The five-foot-10, 185-pound Bedard has dominated headlines leading up to this draft, and impressed his contemporaries in the process.
“He’s been at this for a long time,” said Matteo Mann, a defenceman in this year’s class. “Really far along in the development of his physical attributes.”
For all of the skills, Mann added many observers don’t realize how unique Bedard’s shot — using a longer stick than most players his size — is when it comes to manipulating the angle.
“Every guy knows he’s going to pull and drag that puck,” Mann said. “He brings it in so much that it does miss your stick … it’s deceptive.”
Tom Bedard has watched his son develop that, and every other aspect of his game, while navigating the pressures of teenage superstardom.
“Quite a journey,” he said. “It’s hard to put it all together … five, six years ago he was just little.

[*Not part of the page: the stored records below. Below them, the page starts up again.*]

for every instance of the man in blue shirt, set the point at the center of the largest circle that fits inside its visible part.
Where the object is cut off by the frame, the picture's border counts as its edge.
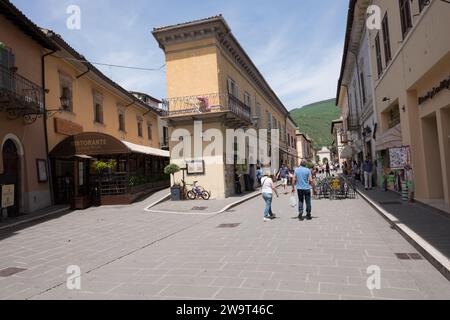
(303, 181)
(368, 174)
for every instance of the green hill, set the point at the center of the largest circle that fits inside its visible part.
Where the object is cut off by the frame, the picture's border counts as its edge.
(315, 120)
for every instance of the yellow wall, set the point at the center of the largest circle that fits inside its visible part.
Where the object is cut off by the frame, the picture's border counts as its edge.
(83, 107)
(33, 195)
(419, 63)
(196, 67)
(192, 68)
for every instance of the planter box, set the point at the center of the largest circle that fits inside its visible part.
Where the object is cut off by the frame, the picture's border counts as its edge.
(175, 194)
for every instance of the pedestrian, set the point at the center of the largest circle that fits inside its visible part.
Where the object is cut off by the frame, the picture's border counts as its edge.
(268, 189)
(283, 174)
(368, 173)
(355, 170)
(409, 178)
(237, 181)
(259, 175)
(303, 182)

“It’s hard to wrap your head around it.”
The Bedard family is set to share a special moment in Tennessee, but one chair will be empty.
Connor’s grandfather and Tom’s dad, Garth, was killed in a car crash in B.C. in April 2021. Connor scored two goals in the Pats’ next game.
“He’d be very proud of Connor,” Tom said. “Seeing that he reached this point is special. It’s so unfortunate he can’t be there.
“We’ll just hope he’s looking out for him.”
Connor and his dad have had plenty of conversations about the game. But they’ve never spent much time looking back, and certainly never gazed too far ahead.
But a draft moment that was once far off in the distance now rests just over the horizon.
“You don’t ever think of this happening,” Tom Bedard said. “Always the next shift, the next tournament, the next whatever.
“Now all of a sudden, you’re here.”
Ready to embark on a trip to the NHL — one Connor Bedard is keen to take.